What are the correct sitting positions?

When working at a desk, these are some Posture Friendly Tips:

- Choose office furniture that is ergonomically designed and that fits your body.
- The workstation or desk should be at elbow height. Adjust your chair height to meet this need.
- Sit TALL (again THINK TALL) with your back straight and your shoulders relaxed and level. Push you buttocks in to the back of the chair as far as possible. Your buttocks should touch the back of your chair.
- All three normal back curves (see the illustration of the Spine above) should be present while sitting. A small, rolled-up towel or a lumbar roll placed slightly above hip level in the lower back can be used to help you maintain the normal curves in your back, which will also help keep the abdominals in a strong stable position. You should feel that all the muscles, especially in the upper body, are much more relaxed.
- Distribute your body weight evenly on the buttocks and both hips.
- Bend your knees at a right angle. Keep your knees even with or slightly higher than your hips (use a foot rest or stool if necessary). Your legs should not be crossed.
- Don't slouch or lean forward to view work or the computer monitor. Either move closer to the work or move the work closer to you. Tilt the monitor so that the center of the screen is at eye level for easy viewing.
- At your desk at home or school, adjust your chair height and work station so that you can sit up close and avoid leaning forward into the work. Tilt the work up at a slight slant towards you. Rest your elbows and arms on your chair or desk, keeping your shoulders relaxed.
- When sitting in a chair that rolls and pivots, don't twist at the waist while sitting.
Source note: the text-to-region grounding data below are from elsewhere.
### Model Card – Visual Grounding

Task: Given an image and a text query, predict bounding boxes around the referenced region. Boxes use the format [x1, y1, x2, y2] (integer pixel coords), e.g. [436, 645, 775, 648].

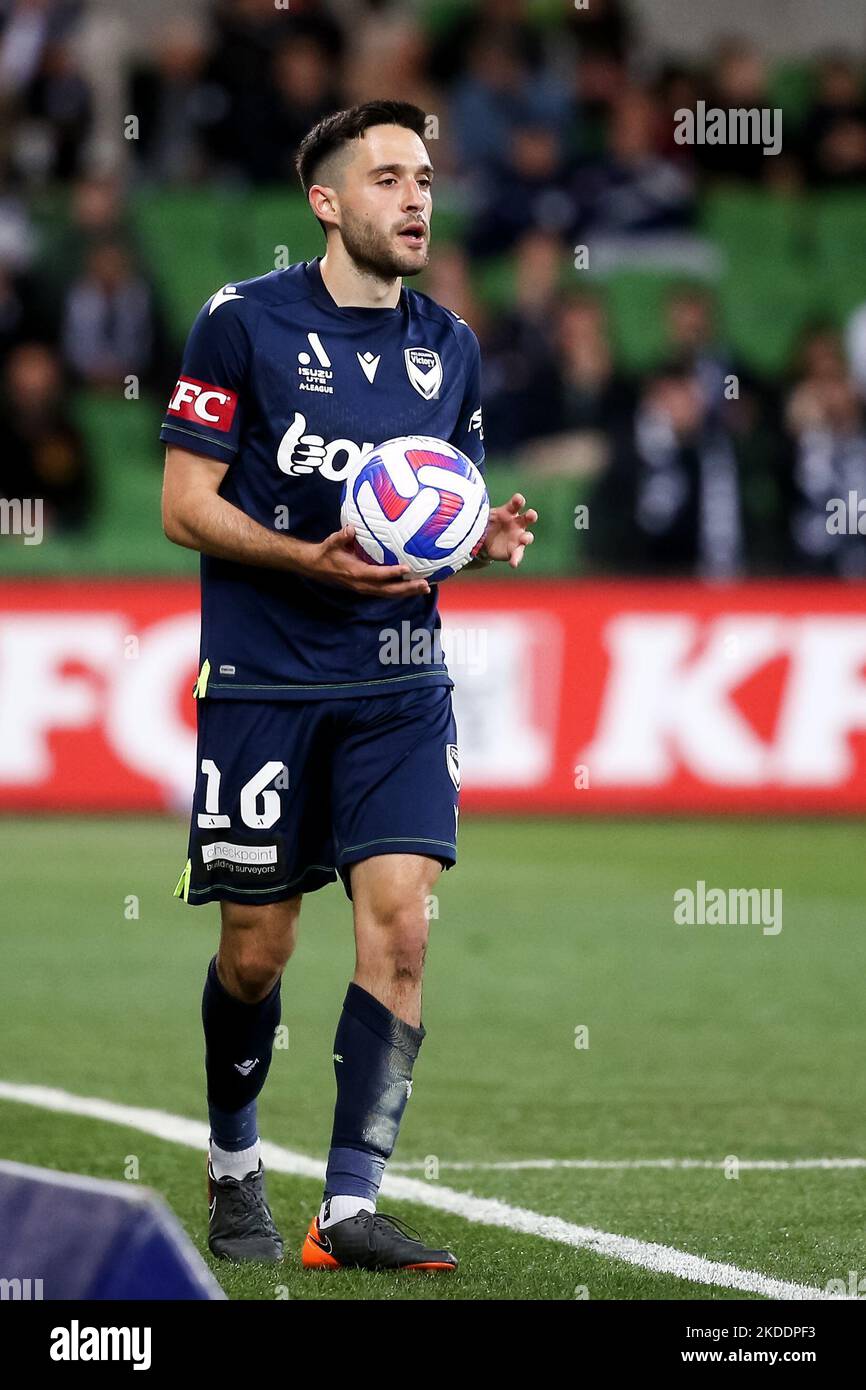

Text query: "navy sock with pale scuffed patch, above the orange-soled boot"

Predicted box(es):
[325, 984, 425, 1202]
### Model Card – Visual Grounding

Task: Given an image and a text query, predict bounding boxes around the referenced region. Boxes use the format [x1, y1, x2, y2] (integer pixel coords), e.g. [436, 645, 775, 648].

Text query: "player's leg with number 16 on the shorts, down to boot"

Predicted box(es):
[178, 701, 335, 1261]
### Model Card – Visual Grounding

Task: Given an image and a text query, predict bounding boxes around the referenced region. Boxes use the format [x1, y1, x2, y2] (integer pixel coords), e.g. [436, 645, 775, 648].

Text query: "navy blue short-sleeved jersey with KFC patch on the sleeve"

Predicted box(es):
[160, 259, 484, 699]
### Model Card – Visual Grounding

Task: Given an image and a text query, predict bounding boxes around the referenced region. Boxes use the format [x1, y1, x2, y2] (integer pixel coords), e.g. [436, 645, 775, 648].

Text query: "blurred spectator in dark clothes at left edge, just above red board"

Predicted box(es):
[0, 343, 93, 531]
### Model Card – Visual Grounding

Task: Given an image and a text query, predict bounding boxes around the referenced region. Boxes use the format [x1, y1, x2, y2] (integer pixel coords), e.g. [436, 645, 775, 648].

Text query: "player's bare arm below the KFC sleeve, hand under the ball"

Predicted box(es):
[163, 445, 430, 598]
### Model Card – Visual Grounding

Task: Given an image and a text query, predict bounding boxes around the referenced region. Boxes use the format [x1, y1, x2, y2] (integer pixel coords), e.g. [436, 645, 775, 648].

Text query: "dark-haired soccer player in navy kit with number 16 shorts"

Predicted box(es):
[160, 101, 537, 1270]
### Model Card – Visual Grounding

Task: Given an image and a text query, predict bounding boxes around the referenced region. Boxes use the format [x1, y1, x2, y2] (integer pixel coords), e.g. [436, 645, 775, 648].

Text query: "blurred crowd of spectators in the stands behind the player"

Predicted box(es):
[0, 0, 866, 578]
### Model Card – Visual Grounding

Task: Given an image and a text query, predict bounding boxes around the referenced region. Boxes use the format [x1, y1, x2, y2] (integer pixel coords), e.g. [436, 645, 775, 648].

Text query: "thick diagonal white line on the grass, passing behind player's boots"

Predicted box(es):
[0, 1081, 855, 1301]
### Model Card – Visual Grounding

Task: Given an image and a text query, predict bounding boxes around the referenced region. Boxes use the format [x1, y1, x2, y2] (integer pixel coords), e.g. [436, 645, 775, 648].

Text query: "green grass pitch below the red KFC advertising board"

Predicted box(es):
[0, 816, 866, 1300]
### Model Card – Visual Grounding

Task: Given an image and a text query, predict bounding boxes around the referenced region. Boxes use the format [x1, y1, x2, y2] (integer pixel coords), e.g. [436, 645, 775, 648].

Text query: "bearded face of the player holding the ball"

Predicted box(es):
[339, 125, 432, 279]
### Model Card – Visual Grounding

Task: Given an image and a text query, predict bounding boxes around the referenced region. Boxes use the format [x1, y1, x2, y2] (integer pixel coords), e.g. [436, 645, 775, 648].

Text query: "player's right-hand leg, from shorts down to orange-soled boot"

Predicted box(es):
[303, 689, 459, 1269]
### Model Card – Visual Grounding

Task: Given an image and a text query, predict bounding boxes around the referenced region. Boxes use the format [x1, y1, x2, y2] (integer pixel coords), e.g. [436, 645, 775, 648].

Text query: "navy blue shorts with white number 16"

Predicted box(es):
[177, 687, 460, 904]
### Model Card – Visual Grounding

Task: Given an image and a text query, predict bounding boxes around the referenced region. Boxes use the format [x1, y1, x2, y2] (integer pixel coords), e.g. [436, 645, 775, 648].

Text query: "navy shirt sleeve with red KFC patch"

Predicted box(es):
[160, 285, 252, 463]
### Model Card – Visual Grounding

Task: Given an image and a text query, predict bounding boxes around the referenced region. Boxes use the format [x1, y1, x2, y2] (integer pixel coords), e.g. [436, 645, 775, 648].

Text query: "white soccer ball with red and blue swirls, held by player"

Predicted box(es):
[341, 435, 491, 584]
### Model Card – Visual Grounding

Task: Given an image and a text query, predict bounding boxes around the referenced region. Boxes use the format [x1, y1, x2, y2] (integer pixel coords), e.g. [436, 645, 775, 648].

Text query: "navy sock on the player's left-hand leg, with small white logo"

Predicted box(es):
[202, 956, 279, 1152]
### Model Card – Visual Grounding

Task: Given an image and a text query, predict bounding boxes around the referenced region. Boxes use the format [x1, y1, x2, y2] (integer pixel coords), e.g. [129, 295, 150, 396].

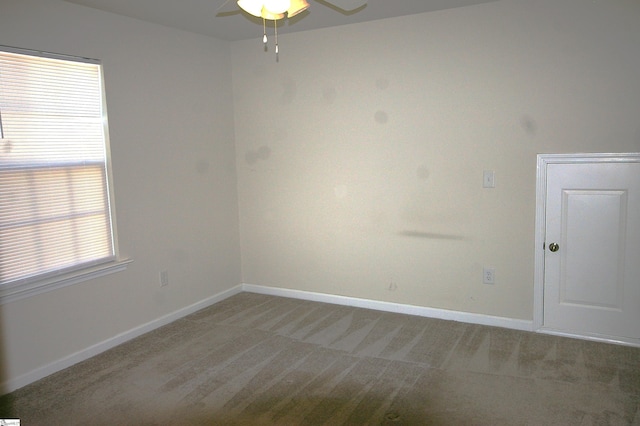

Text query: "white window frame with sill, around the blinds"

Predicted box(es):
[0, 45, 132, 305]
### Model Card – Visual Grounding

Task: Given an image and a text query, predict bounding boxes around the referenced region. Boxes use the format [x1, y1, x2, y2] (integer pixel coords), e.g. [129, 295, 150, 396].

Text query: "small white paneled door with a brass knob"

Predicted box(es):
[543, 158, 640, 344]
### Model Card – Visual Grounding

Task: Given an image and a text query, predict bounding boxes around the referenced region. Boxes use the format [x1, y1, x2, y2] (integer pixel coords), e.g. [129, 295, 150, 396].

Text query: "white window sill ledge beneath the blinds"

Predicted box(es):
[0, 259, 133, 305]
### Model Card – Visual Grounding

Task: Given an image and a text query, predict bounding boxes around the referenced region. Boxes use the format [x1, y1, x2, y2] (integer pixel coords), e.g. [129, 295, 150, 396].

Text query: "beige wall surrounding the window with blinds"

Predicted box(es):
[0, 0, 240, 392]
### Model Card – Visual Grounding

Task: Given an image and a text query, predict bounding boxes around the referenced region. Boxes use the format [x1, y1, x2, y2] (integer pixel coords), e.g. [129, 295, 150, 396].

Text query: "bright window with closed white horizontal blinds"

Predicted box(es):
[0, 46, 127, 298]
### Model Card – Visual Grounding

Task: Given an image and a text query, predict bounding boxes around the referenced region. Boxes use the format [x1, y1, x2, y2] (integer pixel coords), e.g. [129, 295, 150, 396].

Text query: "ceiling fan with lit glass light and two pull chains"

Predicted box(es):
[218, 0, 367, 55]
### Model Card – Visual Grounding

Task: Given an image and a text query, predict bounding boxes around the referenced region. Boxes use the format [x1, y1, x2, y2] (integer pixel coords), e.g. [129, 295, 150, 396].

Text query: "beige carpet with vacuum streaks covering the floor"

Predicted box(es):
[0, 293, 640, 426]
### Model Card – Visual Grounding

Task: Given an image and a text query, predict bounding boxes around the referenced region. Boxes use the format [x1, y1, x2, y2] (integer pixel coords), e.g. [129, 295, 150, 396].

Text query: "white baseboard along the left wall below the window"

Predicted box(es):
[0, 285, 242, 393]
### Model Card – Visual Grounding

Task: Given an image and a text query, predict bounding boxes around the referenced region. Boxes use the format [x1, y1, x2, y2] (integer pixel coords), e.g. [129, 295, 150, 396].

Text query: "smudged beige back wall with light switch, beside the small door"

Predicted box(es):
[232, 0, 640, 320]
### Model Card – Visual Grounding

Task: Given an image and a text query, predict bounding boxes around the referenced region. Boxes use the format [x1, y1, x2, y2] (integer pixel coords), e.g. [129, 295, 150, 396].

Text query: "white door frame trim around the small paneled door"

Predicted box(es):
[533, 153, 640, 346]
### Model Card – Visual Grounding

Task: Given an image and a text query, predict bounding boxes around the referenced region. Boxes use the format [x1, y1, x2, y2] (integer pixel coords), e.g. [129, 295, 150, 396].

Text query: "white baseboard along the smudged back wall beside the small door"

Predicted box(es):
[242, 284, 533, 331]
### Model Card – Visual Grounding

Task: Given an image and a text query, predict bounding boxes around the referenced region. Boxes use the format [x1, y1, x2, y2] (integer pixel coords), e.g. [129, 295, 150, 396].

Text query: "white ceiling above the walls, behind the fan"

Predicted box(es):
[66, 0, 497, 41]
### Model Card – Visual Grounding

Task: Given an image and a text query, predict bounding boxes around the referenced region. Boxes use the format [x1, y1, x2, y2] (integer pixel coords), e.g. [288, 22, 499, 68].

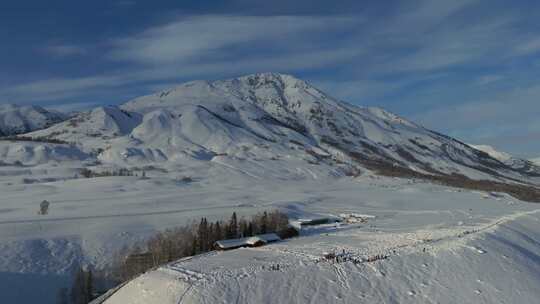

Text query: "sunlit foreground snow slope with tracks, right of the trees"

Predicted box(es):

Instead, turn your whole body.
- When standing up from the sitting position, move to the front of the seat of your chair. Lean slightly forward and then stand up by first putting the abdominal muscles in to gear and then straightening your legs. If you have been sitting for a long period, immediately stretch your back by doing standing stretches with arms outstretched above your head.
- Don't cradle the phone between your head and shoulder! It is much better to use the speakerphone or hold the phone in your hand.
- Try to avoid sitting in the same position for more than 30 minutes.
- Get up, walk tall and stretch often!

Correct sitting position without lumbar support (left) and with lumbar support (right).